İSTİKAMET AVENGA

487 54 29
                                    

" Bu hayatta bana her şey olabileceğini kanıtlar niteliktesin Ela. Senin gibi biri prensesse oyuncak ayım gizli bir teşkilatın mafya babası olabilir."

Tahmin edebileceğiniz üzere bu konuşan Eceydi. Gerçekleri öğreneli bir koca hafta olmasına rağmen hâlâ durup durup odama giriyor, benim nasıl bir prenses olabileceğim hakkında felsefe yapıyordu. Bugün tam bir hafta olmuştu. Kraliçe Victoria bana öğrendikten ertesi gün sonra Avengaya uçmamı teklif etmişti fakat annemle konuşunca bir hafta zamana ihtiyacım olduğuna karar vermişti. Saat 7'de Victoria'nın uçağı beni alacaktı. Tabii Borayla birlikte. Avenga'da kaldığım süre boyunca bana rehberlik edecekti.

Okula gitmek için son birkaç ödevimi de çantama yerleştirirken " Ece" diye mırıldandım. " Sen nasıl bir insansın yahu? Hayır yani anlamıyorum,azıcıkta mı ablam kimbilir ne haldedir,gideyimde şuna bir iki destek olayım,sonuçta kızın her gün hayatı değişmiyor diye düşünmüyorsun?"

Ece kapının ağzından uzaklaşırken saçını savurdu ve hayatımda duyduğum en net ve duygusuz tonda " Hayır." Dedi. " Sen gidince burayı kendime hobi odası falan yapayım diye düşünüyorum,şu duvardaki zevksiz tabloları falan çıkarsam, bir de kenardaki kitaplığın yerine matımı serip sabah gün ışında sporumu yapsam nasıl olur dersin? Haa,unutmadan şu yerdeki saçma halının yerine..."

Evet burdan sonrasını duyamadınız çünkü çoktan çantamı toplayıp evden çıktım. Annem işteydi ve ben bugün okula servisle gidecektim.

Ceketimin kolunu sıyırıp saatime baktım. Gelmek üzereydi. Her zamanki gibi evimin önündeki sokakta beklemeye başladım. Zilli kulubesinde uyukluyordu. Gülümsedim. Buradan gidince onu çok özleyecektim. Tıpkı her şeyi olduğu gibi.

Biraz sonra servis gelmişti.
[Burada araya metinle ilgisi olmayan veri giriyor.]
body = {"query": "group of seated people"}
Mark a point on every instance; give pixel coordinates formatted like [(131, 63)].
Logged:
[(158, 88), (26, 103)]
Her an olduğu gibi yine içimi anlık bir heyecan kaplamış,yüzüme hüzünlü bir tebessüm yayılmıştı. Bu,bu servisteki son günümdü. Şoförümüz Kutay Amcaya son günaydın deyişimdi. Sırma ve Çağlayla son sabah sohbetimdi. Bitişler herkes için zordur fakat başlangıçlar bir o kadar coşkuludur. Hayat,insana yeni deneyimler sunar,senin yapman gereken tek şey kendini ana bırakmaktır. ZNZ
Bu özlü söz zihnimin içinde yankılanırken yutkundum. Haklılık payı vardı.

" Ela, ne dikiliyorsun orda salak gibi? Gelsene kızım!"

Çağla'nın sesini duyunca irkildim ve yanlarına gittim. Yanından geçtiğim koltuklarda oturan insanlar bana bakıp fısıldaşıyorlardı. Çok kısa bir an gördüm onları. Fazla umursamadım. İçine düştüğüm bu fazla saçma durum bir zahmet konuşulsun değil mi ama!

" Bu akşam mı?" Dedi Sırma somurtarak. Ece'nin aksine o gideceğim için çok üzülmüş,hem de çok heyecanlanmıştı. Heyecanlanmıştı çünkü beni Avenga'da bir kraliyet hayatı bekliyordu. Kim bilir ortam nasıldı? Ona her şeyi anlatır mıydım? Belki bana gelen pahalı mücevherlerden Sırmaya gönderirdim? Aklında bu soruların olduğuna emindim,bu beni ister istemez güldürdü.

" Evet, yedide Borayla birlikte uçağa bineceğiz."

" Aile'nin neye benzediğini biliyor musun?"

" Bir tek Bora'nın hastanedeyken gösterdiği Victora'nın resmi var,başka nasıl bileyim ki onları?"

Çağla elini alnına götürdü ve ofladı. Turuncu saçları yüzüne dökülmüş, "pes"
Der gibi bir hali vardı.

" Sırmacığım,bu üstün zekalı arkadaşımıza söyler misin, google neden var?"

" Aaa" dedim oturduğum yerde dikleşerek. " Ben bunu neden daha önce düşünemedim?"

Kızların imalı bakışları eşliğinde telefonumu ceketimin iç cebinden çıkardım ve arama motoruna " Avenga Kraliyet Ailesi" yazdım.